Argentine lawyer and politician (born 1983)

Juan Grabois (/es/; born 23 May 1983) is an Argentine lawyer, professor, writer and social leader. He is the founder of the Movimiento de Trabajadores Excluidos ("Excluded Workers Movement"; MTE), the Confederation of Popular Economy Workers (CTEP, now known as UTEP), and the Patria Grande Front. Since 2025 he has sat in the lower house of the National Congress as a deputy for Buenos Aires Province.

A devout Roman Catholic, Grabois is a former member of the Vatican Dicastery for Promoting Integral Human Development. He was a precandidate for president of Argentina for the Unión por la Patria in the 2023 Argentine primary elections, being defeated by Sergio Massa of the Renewal Front by a large margin. In August 2025, Grabois confirmed his candidacy for the Chamber of Deputies for Unión por la Patria list for Buenos Aires Province alongside Jorge Taiana.

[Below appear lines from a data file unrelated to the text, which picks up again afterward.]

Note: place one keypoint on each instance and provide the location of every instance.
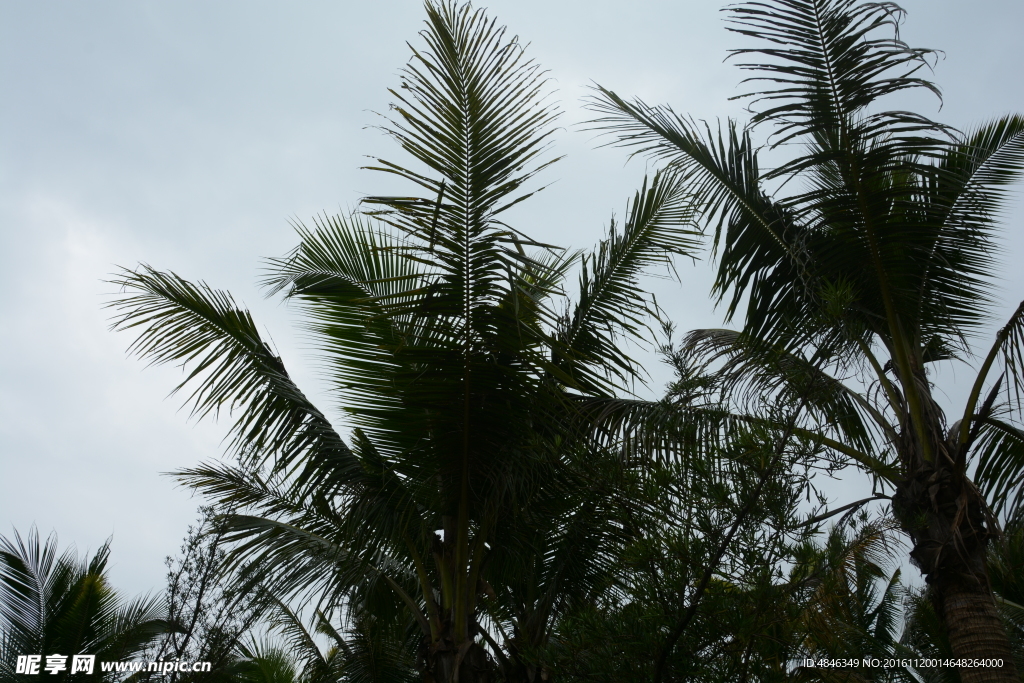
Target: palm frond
(825, 60)
(230, 368)
(998, 451)
(611, 302)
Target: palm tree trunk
(976, 633)
(944, 515)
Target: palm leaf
(230, 367)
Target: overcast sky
(187, 134)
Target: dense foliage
(503, 507)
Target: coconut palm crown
(865, 254)
(456, 506)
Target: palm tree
(463, 500)
(867, 255)
(52, 604)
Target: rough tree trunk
(945, 516)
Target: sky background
(187, 135)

==Early life and education==
Grabois was born on 23 May 1983 in San Isidro, Buenos Aires. His parents are Roberto Grabois, a Peronist political leader, and Olga Isabel Gismondi, a pediatrician. After attenting ILSE for most of his secondary education , he finished high school at the Colegio Godspell, and later enrolled at the National University of Quilmes, pursuing a Social Sciences and Humanities degree. In 2010, he completed a law degree from the University of Buenos Aires Faculty of Law.

==Career==
===Early social activism===
In 2002, in the midst of the country's worst economic crisis in decades, 19-year old Grabois founded the Movimiento de Trabajadores Excluidos (MTE; "Excluded Workers' Movement"), seeking to group the waste pickers who suffered persecution from by Buenos Aires Police as their activities were outlawed, in order to organize collective action for their right to work. The MTE also incorporated other groups of informal sector workers, such as small agricultural workers, recuperated businesses workers, street vendors, among others.

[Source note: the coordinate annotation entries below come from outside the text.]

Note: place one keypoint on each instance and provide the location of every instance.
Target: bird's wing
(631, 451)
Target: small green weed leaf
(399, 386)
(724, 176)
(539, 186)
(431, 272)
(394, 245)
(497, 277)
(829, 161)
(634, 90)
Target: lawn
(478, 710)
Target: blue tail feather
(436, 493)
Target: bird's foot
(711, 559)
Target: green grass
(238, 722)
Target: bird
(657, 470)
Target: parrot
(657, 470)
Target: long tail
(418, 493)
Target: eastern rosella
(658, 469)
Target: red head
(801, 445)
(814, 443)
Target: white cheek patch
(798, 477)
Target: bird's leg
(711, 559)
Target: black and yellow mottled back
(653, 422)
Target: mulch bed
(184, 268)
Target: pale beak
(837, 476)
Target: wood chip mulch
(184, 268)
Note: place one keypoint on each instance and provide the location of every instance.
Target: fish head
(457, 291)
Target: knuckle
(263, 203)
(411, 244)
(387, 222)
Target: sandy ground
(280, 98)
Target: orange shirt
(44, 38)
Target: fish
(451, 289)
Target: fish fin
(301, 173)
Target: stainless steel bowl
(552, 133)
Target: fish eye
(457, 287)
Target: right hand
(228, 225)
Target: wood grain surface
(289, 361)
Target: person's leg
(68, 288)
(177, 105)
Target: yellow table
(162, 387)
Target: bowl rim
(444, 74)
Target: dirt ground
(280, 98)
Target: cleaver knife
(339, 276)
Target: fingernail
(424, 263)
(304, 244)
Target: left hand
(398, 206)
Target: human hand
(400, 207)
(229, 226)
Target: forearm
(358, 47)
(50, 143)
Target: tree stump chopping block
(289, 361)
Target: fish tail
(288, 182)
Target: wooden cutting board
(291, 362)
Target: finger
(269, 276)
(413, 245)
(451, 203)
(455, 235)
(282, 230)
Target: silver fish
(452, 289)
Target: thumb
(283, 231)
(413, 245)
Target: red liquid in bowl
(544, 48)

In 2005, he participated in the promulgation of Law 1.854, or "Ley de Basura Cero" ("Zero-waste law"), guaranteeing the inclusion of scrap workers' rights into the legislation's text.

===Leader of the Patria Grande Front===
In August 2018, despite his previous opposition to her government and policies, Grabois publicly declared his support for former president Cristina Fernández de Kirchner as she faced corruption charges; Grabois stated his belief in her innocence and alleged the trial against her was being used to divert attention from the socio-economic crisis affecting the country during the government of President Mauricio Macri.

Later that year, on 29 October 2018, Grabois launched the Patria Grande Front at a rally held in Mar del Plata. The front is a confluence of several social and political organizations, including Vamos, Movimiento Popular La Dignidad, Tres Banderas, and Nueva Mayoría. According to Grabois, the front stands for the "critical reivindication of the popular cycle in Latin America and Argentina".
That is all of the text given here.